There has been a speculation that this attack is going to fade away slowly and there won't be any need for intervention to fix the protocol where it is being exploited by the Ordinals Attack. That seems like wishful thinking now.
The growing adoption of Bitcoin, especially by nation states, may also lead to serious mempool congestions and unbearably high transaction fees. Would you also call it an attack on Bitcoin, or where should we draw the line? Who are to decide which use case of Bitcoin is acceptable?

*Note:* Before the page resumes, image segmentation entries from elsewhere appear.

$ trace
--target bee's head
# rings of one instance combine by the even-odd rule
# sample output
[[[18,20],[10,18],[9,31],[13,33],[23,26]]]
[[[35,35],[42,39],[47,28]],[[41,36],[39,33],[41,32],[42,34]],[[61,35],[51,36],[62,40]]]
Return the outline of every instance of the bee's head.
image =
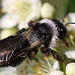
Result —
[[[56,19],[53,19],[53,22],[55,23],[55,25],[57,27],[57,30],[58,30],[58,33],[59,33],[59,36],[58,36],[59,39],[65,38],[68,34],[66,27]]]

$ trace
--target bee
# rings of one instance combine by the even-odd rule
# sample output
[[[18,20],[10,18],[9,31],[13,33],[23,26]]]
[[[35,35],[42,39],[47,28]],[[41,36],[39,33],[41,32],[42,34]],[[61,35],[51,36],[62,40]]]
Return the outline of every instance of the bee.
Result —
[[[66,27],[56,19],[43,19],[38,22],[30,21],[29,29],[21,29],[15,35],[0,41],[0,67],[16,67],[25,58],[32,59],[38,52],[38,48],[45,55],[50,52],[53,57],[60,60],[53,48],[61,39],[66,46],[65,37],[68,35]]]

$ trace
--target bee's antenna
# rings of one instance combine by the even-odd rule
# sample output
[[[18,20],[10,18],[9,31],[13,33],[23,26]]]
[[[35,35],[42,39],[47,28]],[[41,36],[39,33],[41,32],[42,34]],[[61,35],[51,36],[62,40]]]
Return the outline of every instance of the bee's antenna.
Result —
[[[69,4],[69,6],[68,6],[68,8],[67,8],[67,10],[63,16],[62,23],[64,22],[64,18],[66,17],[66,15],[69,13],[70,8],[71,8],[71,4]]]
[[[69,24],[75,24],[74,22],[70,22],[70,23],[66,23],[65,26],[69,25]]]

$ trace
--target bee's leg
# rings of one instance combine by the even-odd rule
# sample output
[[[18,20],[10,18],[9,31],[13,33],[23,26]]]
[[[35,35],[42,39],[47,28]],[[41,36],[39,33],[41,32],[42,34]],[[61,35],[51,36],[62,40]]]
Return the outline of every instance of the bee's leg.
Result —
[[[53,55],[53,58],[54,59],[56,59],[56,60],[58,60],[58,61],[61,61],[61,62],[63,62],[64,60],[65,60],[65,56],[64,56],[64,59],[62,59],[62,58],[60,58],[59,56],[58,56],[58,53],[56,52],[56,51],[54,51],[54,50],[52,50],[52,49],[49,49],[50,50],[50,52],[52,53],[52,55]]]
[[[16,58],[16,57],[15,57]],[[22,56],[19,56],[18,58],[16,58],[15,60],[12,60],[9,65],[12,66],[12,67],[16,67],[18,66],[19,64],[21,64],[26,58],[26,55],[22,55]]]
[[[20,31],[16,32],[16,34],[19,35],[19,34],[25,32],[25,31],[26,31],[25,28],[23,28],[23,29],[21,29]]]
[[[40,50],[46,57],[50,56],[49,48],[42,47]]]
[[[37,48],[30,50],[27,53],[27,57],[31,60],[37,54],[37,52],[38,52]]]

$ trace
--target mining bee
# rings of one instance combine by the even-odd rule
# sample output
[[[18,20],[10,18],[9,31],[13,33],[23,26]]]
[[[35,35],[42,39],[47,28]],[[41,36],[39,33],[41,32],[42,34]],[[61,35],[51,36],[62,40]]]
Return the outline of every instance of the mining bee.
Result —
[[[37,54],[38,48],[45,56],[49,56],[51,52],[55,59],[60,60],[53,48],[59,39],[68,46],[65,40],[68,34],[65,25],[56,19],[30,21],[28,25],[29,29],[23,28],[15,35],[0,41],[0,67],[16,67],[26,57],[32,59]]]

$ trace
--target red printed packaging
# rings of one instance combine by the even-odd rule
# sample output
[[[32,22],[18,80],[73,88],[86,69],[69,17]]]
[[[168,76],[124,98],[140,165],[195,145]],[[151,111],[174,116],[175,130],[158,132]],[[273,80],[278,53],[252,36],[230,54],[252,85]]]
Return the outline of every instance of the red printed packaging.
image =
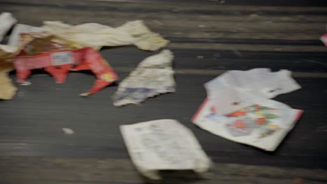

I think that the decentralization of Bitcoin should work in both ways: no one can prevent you from using Bitcoin, and you cannot prevent anyone from accessing it and using it in whatever way they see fit. Don't take me wrong, I also consider Ordinals a scam, nothing else, but a tricky way to siphon off money from naive investors, but I am totally against forking off every time we see red squares on the mempool.space website. Ordinals is a mere demonstration of how the Bitcoin protocol will look like once everyone is using it to make transactions. We shouldn't fight it because the adoption is inevitable, we should embrace it and adapt to its consequences.
That's how she already works. You can shake the air as much as you like that you do not like this way of using the network - it will not change anything. In the genesis block of bitcoin there is an encrypted text fragment of the headline from the newspaper, you can at the same time resent that this is also the misuse of a network intended only for the transfer of financial information. If some government wants to use the bitcoin network as a public distributed ledger, for example, to store all real estate transactions or educational diplomas in it - should we consider this a misuse of the network, while each transaction is properly paid and confirmed by miners? And if someone pays with bitcoin for the purchase of drugs, weapons or human organs - should we consider these confirmed transactions to be wrong, because we do not share the motives of the people who committed them for ethical reasons?